Looking down the roster of that ‘98 World squad, it wouldn’t be controversial to suggest that its modern equivalent would fare considerably better in such a contest nowadays (journeymen Jan Eriksson and Geoff Aunger made the starting XI, for example). MLS’s level of overseas talent got better over the years, and not only via highly visible mechanisms like Designated Players.
Foreign players take many avenues to MLS, including mid-level veterans (think of names like Dave van den Bergh, Joel Lindpere) and opportunity-chasing NCAA imports (Dane Richards and Patrick Nyarko, for example). As I saw last week during the 2013 MLS Combine and SuperDraft process that played out in South Florida and central Indiana, it’s even happening in our own youth development structures.
As the US game’s profile grows globally, it becomes more of a destination for up-and-comers. That’s changing - perhaps subtly, perhaps transformatively, but sooner than later - our entire system, from youth clubs to national teams.
This year’s seven-man Generation adidas class featured three foreign players and another two who would easily qualify for international eligibility through their fathers’ Latin American homelands. Every round of the draft process, both “Super” and supplemental, provided teams with international options.
One GA selection left West Africa at age 15 to seek his footballing fortune in the United States.

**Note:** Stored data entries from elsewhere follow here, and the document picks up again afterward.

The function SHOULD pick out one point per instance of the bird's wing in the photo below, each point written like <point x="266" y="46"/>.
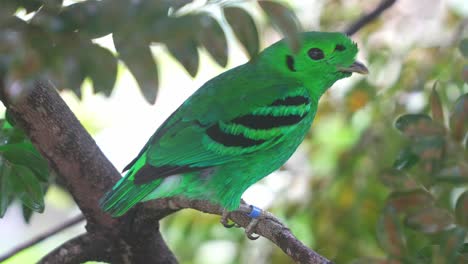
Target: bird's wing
<point x="213" y="129"/>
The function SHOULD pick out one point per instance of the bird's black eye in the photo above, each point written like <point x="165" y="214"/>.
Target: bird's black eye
<point x="290" y="63"/>
<point x="316" y="54"/>
<point x="340" y="47"/>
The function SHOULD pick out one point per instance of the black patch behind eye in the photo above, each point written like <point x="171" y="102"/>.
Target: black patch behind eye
<point x="290" y="63"/>
<point x="316" y="54"/>
<point x="340" y="47"/>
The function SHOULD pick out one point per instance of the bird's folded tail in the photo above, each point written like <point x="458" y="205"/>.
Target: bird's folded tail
<point x="125" y="194"/>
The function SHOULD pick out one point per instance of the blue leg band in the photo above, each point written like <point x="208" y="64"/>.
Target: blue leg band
<point x="255" y="213"/>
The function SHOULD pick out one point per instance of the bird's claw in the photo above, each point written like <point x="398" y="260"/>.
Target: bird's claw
<point x="225" y="220"/>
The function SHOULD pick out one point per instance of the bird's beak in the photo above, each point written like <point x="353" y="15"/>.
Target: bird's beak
<point x="356" y="67"/>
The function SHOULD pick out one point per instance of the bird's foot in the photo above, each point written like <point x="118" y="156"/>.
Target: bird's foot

Another, a supplemental draft pick, escaped an orphan’s life on the streets of Lagos, Nigeria and survived a human trafficking scam in Italy to reach New York’s JFK Airport - in possession of no English skills and another man’s passport.
Several other members of this year's crop left small developing nations to our south in search of education or a bigger stage for their raw talents, or simply respite from conflict, violence, or intolerance. As you might expect, they tend to bring attributes that the US and Canadian youth systems don't produce in great numbers. Even, perhaps especially, college soccer is not immune to this. Many of this year's prominent NCAA blue-chippers are immigrants or the sons of immigrants.
I know what you’re thinking. Everyone knows the draft is shrinking in importance, not growing. College ball’s flaws are widely known, with youth academies are rapidly rising to nudge them aside and streamline the talent pipeline.
Still, that assumes that the draft process itself will remain static when it's clearly already begun to evolve. For several years, young prospects from abroad take part in the combine process alongside college kids, as a centralized league takes advantage of its existing player evaluation structures to help illuminate the acquisition process. Even a few disjointed scrimmages on a Ft. Lauderdale cricket field offer preferable metrics to scouting by word of mouth or Youtube clips.
As keen-eyed journalist Graham Parker put it to me at the combine, MLS no longer lives in "splendid isolation." Increasing integration with the wider world leads to an increasing inward tide of player movement, and at ever-younger ages. This would not only balance the inevitable departures of more polished pros from the League, but also deepen National Team pools.
France's waves of immigration helped their national team win a World Cup in 1998. The diversity that is Britain's legacy of empire contributed to the rise of the English Premier League. With that in mind, North America's continued growth into a land of soccer opportunity stands to reap major rewards of its own.